De rokende man inhaleerde weer en hoestte een paar maal - een diepe, onaangename hoest die op veel ernstiger aandoeningen wees. Misschien had hij alleen maar een slecht geweten... maar misschien was hij er lichamelijk heel ernstig aan toe.

Lentz stond wiebelend te wachten tot hij mocht gaan - na een compli­ment of een reprimande. Die stiltes waren het ergste. 'Om het nog eens samen te vatten...' zei Lentz met een onbehaaglijk ge­voel onder de onafgebroken starende blik van de man. Rook kringelde traag rond en danste een kronkelende arabeske in de lucht. 'We hebben de lichamen van alle bekende lijders aan de plaag vernietigd en alles ge­steriliseerd dat door de nanotechnologie is aangeraakt. Wij menen dat geen van deze zichzelf duplicerende machientjes het overleefd heeft.' 'Dorman?' vroeg de rokende man. 'En de hond?'

'We hebben de ruïnes van DyMar uitgekamd. We vonden er een sortering botten en tanden en een deel van een schedel. Naar onze mening zijn dat de resten van Dorman en de hond.' 'Is dat aan de hand van tandartsdossiers nagegaan?' 'Dat is onmogelijk, meneer,' antwoordde Lentz. 'De nanotechnologische celwoekeringen hebben zijn botstructuur en tanden gewijzigd en mis­vormd. Zelfs de vullingen zijn uit Dormans tanden verwijderd. We kun­nen hem niet met honderd procent zekerheid identificeren. We kunnen niet eens zeggen tot welke soort de botten horen. We hebben echter wel ooggetuigenverslagen. We hebben het tweetal in de vlammen zien val­len. Daaraan kan geen twijfel bestaan.'

'Twijfels zijn er altijd,' zei de man, die zijn wenkbrauwen optrok. Maar toen zette hij zijn zorgen van zich af, stak een nieuwe sigaret aan en rookte die zwijgend half op. Lentz wachtte.

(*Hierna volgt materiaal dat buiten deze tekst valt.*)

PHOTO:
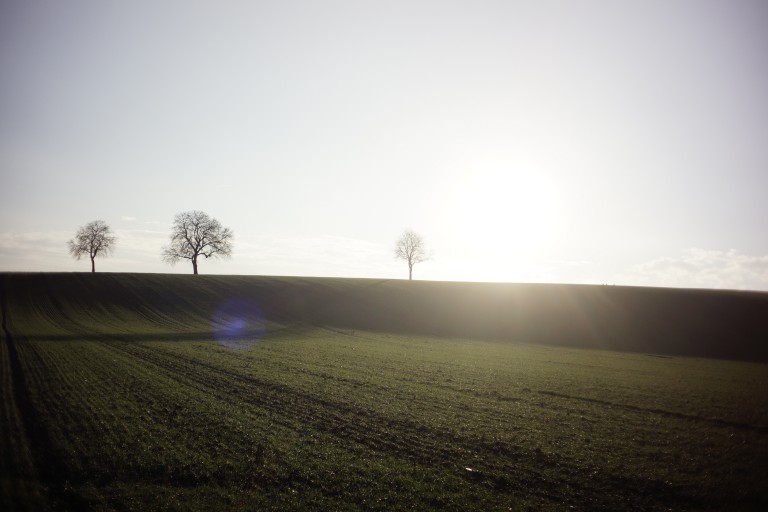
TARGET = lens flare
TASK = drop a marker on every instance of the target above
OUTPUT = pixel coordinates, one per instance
(238, 324)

Eindelijk drukte de man zijn peuk in de al overvolle asbak uit. Hij hoest­te opnieuw en gunde zich een dun glimlachje. 'Uitstekend, meneer Lentz. Ik denk niet dat de wereld al klaar is voor wonderkuren... in ieder geval niet in de afzienbare toekomst.' 'Daarmee ben ik het eens, meneer,' zei Lentz.

Toen de man met een klein knikje beduidde dat Lentz mocht gaan, draaide hij zich om. Hij moest zich uit alle macht bedwingen om niet halsoverkop het gebouw uit te rennen. De man achter hem hoestte op­nieuw. Ditmaal harder.

De wereld is nog niet klaar voor wonderkuren. In ieder geval niet in de afzienbare toekomst

Maar stel dat de rokende man met zijn gezondheid ging sukkelen en ge­confronteerd werd met longkanker of een andere dodelijke ziekte... Lentz vroeg zich af of de man dan diezelfde ingrijpende, afwijzende uit­spraak nog eens zou herhalen.